Inside the catalogue are such gems as a book by Nancy Campbell telling young Christian women they must be fruitful and multiply as often as possible. Practicing such birth rates helps to accomplish the Dominion theme of the author.
Reconstructionist authors (folks who believe Christians are mandated to takeover the state) list books about the true causes of the Civil War. The works are obviously slanted to a Southern viewpoint by men who advocate slavery is a modern grand biblical idea.
Other works advocate the idea that the nation is officially a Christian nation. Several Reconstructionist authors are promoted with the ideas expressed in the catalogue that young boys must be taught to grow up to take dominion of the state. Separation of church and state is a non-biblical idea, much like the view that democracy is for cowards.

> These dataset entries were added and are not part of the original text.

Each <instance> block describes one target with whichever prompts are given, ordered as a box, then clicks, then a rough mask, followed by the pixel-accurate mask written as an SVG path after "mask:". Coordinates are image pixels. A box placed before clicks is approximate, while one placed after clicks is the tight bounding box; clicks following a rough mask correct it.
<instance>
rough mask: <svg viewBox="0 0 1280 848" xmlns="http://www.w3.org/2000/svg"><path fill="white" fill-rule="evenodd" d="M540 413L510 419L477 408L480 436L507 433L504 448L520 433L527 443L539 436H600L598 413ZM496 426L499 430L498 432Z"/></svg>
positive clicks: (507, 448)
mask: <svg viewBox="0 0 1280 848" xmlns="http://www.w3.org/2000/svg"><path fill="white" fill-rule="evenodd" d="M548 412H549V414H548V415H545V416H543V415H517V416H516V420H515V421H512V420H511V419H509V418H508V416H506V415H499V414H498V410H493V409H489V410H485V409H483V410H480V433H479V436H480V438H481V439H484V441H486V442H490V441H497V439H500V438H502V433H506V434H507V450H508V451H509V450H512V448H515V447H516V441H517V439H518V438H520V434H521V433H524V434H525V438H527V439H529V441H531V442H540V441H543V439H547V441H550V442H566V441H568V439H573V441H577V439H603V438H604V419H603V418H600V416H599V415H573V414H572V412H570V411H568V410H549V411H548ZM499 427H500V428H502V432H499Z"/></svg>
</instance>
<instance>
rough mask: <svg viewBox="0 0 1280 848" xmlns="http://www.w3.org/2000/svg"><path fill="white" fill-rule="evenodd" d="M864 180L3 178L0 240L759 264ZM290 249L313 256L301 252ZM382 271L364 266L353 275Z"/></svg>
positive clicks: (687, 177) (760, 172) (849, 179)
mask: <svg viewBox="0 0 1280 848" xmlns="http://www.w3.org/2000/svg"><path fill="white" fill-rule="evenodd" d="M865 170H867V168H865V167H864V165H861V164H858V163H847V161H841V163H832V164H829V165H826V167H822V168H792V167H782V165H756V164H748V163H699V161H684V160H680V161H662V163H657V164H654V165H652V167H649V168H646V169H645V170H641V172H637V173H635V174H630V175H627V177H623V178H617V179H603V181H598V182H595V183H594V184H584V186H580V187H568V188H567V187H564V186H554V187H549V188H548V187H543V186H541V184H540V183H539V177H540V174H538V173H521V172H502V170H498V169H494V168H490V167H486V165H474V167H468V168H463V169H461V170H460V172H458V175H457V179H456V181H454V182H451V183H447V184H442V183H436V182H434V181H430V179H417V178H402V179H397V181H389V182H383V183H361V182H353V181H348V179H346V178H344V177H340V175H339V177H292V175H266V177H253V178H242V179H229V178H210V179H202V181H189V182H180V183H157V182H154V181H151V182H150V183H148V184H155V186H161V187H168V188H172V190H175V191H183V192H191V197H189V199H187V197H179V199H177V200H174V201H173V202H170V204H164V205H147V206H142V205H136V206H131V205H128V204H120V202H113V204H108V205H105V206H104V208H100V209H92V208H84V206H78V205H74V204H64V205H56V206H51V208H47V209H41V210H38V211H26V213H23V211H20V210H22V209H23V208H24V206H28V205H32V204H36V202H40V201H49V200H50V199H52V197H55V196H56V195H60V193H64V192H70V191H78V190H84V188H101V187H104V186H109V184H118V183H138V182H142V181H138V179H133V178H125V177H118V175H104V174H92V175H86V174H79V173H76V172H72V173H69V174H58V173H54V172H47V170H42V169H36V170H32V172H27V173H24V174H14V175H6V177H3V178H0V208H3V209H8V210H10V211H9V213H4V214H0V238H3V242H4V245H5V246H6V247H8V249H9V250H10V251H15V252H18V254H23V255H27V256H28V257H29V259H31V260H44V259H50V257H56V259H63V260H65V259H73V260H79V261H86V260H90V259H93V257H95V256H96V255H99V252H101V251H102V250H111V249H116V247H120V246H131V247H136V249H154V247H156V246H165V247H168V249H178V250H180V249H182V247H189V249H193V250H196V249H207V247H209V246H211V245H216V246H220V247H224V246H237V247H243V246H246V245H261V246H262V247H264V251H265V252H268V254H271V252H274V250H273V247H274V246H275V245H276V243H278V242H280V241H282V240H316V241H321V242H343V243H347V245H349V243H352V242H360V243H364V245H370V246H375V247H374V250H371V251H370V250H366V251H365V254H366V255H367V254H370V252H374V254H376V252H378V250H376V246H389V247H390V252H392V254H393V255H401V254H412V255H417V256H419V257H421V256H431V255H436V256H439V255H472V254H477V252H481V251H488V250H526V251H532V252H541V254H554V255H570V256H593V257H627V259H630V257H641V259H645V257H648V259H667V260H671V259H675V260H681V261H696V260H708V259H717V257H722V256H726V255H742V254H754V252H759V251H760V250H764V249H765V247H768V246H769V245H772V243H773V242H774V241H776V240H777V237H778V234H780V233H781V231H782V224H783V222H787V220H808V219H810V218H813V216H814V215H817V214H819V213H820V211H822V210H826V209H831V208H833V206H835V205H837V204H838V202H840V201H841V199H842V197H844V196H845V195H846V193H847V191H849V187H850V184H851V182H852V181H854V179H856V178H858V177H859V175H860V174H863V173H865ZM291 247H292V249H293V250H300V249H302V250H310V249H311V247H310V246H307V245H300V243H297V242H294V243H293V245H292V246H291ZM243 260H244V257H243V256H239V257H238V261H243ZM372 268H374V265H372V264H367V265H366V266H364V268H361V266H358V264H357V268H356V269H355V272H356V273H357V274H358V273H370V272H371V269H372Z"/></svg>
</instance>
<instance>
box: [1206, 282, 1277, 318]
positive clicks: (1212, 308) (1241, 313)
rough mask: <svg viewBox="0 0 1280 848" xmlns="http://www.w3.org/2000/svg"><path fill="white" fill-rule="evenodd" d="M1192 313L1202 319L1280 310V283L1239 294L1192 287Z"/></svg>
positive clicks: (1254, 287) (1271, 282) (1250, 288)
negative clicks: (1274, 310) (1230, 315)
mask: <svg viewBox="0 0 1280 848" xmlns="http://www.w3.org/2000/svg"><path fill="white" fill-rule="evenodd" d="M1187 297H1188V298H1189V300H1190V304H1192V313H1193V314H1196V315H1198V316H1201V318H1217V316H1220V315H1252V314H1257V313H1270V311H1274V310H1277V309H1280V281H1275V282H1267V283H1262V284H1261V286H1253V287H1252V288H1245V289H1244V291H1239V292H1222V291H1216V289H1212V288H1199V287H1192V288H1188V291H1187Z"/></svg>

Military themes are common in the titles of books. Young boys are encouraged to defend the honor of their sisters. Women are taught that they are to submit unto their husband’s wishes. Toy models of crusader knights are sold with the advice, “Now your little crusader can defend home and family with these magnificently hand-painted figurines.”
Other works I have stumbled upon want to paint Lincoln as a tariff traitor who hated blacks. One author stated the real glory days of the nation resided in the Antebellum South.
Parents might want to check into the kind of literature used in teaching your children in Christian academies and what is being promoted as authentic home school literature.
I have often heard people complain about what is being taught in public schools. To be honest, I haven’t yet heard of many items as far out as these examples.
Don Wilkey is pastor of First Baptist Church in Onalaska, Texas.